Comprehensive multivariate evaluation of the effects on cell phenotypes in multicolor flow cytometry data using ANOVA simultaneous component analysis

This work proposes an approach to assess the effects observed in multicolor flow cytometry (MFC) experiments, for all markers and experimental factors simultaneously. It achieves this end by extending ANOVA simultaneous component analysis (ASCA), a multivariate version of ANOVA, to flow cytometry data. It is based on an initial multiset PCA model to describe the main variation patterns of cell marker expression, followed by an ASCA model on the histograms built from these PCA scores. This approach allows for determining the variations in cell phenotype distribution that are related to the experimental design. On a data set from a study of the immune response to prolonged physical exercise, the proposed method computed the effect size and statistical significance of all the experimental factors and their interactions. Most notably, it provided easily interpretable submodels for the overall effect of the walking exercise and for the interaction between exercise and the responsiveness to a bacterial stimulus.
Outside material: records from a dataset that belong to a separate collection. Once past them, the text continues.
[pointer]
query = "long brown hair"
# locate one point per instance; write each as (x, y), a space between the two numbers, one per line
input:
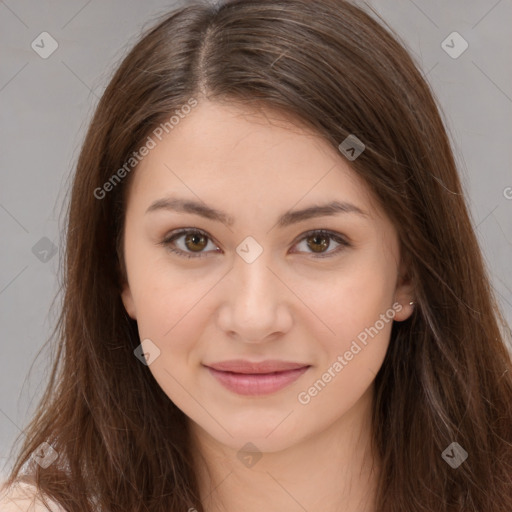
(121, 443)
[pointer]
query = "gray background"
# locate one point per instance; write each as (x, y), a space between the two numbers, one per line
(46, 105)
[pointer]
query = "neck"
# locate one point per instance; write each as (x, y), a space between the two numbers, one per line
(332, 470)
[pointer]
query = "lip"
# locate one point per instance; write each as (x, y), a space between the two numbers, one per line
(243, 366)
(256, 378)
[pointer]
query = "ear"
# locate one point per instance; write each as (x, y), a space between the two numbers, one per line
(129, 304)
(404, 293)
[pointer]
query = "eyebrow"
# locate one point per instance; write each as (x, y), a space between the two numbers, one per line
(288, 218)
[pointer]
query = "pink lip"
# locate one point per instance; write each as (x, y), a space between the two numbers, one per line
(246, 378)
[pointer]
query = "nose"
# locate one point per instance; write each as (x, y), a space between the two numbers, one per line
(256, 307)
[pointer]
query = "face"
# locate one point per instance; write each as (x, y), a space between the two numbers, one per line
(222, 267)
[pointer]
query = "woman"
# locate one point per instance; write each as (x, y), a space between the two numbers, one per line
(274, 296)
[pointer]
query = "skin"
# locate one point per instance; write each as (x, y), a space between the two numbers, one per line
(288, 304)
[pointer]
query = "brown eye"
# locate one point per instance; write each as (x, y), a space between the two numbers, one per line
(196, 242)
(318, 243)
(189, 243)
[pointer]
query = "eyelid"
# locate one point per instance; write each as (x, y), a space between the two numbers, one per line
(337, 237)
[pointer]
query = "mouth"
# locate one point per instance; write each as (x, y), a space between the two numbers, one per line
(246, 378)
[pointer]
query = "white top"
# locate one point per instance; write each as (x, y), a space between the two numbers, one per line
(21, 497)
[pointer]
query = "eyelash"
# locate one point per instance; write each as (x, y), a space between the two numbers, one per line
(177, 234)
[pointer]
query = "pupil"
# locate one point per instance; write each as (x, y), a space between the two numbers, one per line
(193, 238)
(324, 243)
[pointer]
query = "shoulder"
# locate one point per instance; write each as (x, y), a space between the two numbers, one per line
(23, 497)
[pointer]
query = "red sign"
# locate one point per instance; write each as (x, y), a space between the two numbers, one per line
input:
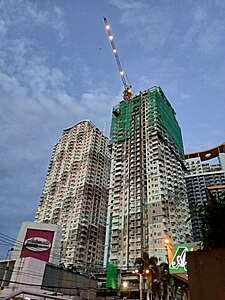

The application of a time-guided sequential clustering algorithm to the ASCA scores revealed a stratification of the studied individuals based on their neutrophil activation dynamics. These effects were not clearly detectable using PCA alone. In comparison with pairwise classification models by DAMACY (a discriminant analysis method for MFC data), ASCA results were less detailed in describing differences between specific samples, but had the advantage of modeling several factors and levels simultaneously. Such characteristics make the proposed implementation of ASCA an effective and complementary addition to the chemometric methodologies for the analysis of MFC data.